Each week a person from the team volunteers to be the “runner.” This person watches honeybadger for all our projects and ensures that newly discovered errors are appropriately ticketed and followed through on.

Why do we have a runner?

Our team found that without someone specifically designated to track exceptions in our application that the rate of exceptions would only go up. By creating tickets and designating priority issues for the team to work on we hope to create more stable software for our users.

How to be the Runner

Running happens on a weekly cycle. There is a new runner every week and the goal of the runner is to ensure that exceptions which come in have actionable tickets with sufficient information to close them without honeybadger history.

Friday Before

Volunteer to be the runner at stand-up or the work cycle wrap-up.

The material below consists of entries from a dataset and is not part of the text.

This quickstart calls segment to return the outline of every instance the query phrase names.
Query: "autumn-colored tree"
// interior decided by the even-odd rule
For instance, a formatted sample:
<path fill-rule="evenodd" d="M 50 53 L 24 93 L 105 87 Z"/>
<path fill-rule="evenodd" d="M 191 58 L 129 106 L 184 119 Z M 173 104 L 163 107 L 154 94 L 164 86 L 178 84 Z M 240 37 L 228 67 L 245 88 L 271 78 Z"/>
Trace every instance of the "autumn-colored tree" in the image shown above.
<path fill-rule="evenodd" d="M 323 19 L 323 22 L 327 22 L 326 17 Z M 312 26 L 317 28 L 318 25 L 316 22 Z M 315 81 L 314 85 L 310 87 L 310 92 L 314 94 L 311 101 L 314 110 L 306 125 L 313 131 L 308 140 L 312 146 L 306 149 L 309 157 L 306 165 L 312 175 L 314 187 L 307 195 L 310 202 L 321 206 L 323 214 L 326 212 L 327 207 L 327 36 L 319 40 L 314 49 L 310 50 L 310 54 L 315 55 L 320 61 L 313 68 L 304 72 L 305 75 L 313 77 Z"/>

Ensure your notifications are on for all of DLS’ applications.

Each Morning

Look through new errors from the weekend or night before. For any that have no tickets create a ticket with enough of a backtrace to tell what’s going on, a descriptive title of what caused the error, and any background information that might help work it. Apply the “maintenance / research” label so it appears in the inbox of our maintenance board.

When a new error comes in

Do the same as above, but notify #incident_reports if it’s indicative of a major issue that needs immediate response.

Friday During

Choose one ticket that you either created or saw repeatedly to be worked on during maintenance/research week. Mark it “high-priority” by clicking the pin in the maintenance board and mention it at stand-up.

Runner Support

Running is exhausting and distracting. Don’t volunteer too often and lean on your team when you need support. If, for example, a downtime event leads to too many errors to get through while keeping up with what you’re working on you can always ask in #dls to split the workload. We’re here for you, thank you for volunteering!

Errors of certain kinds

  1. Staging errors are often due to development / testing. But it could be an opportunity to catch an error before we see it in production. If you’re not sure, check in with the team.
  2. Errors that look like attack probes should be ticketed in princeton_ansible for lack of a better place. Operations will use them to look at Signal Sciences configuration.
  3. Errors that look like SIGHUP from closing a console on a box can be set to “ignore”.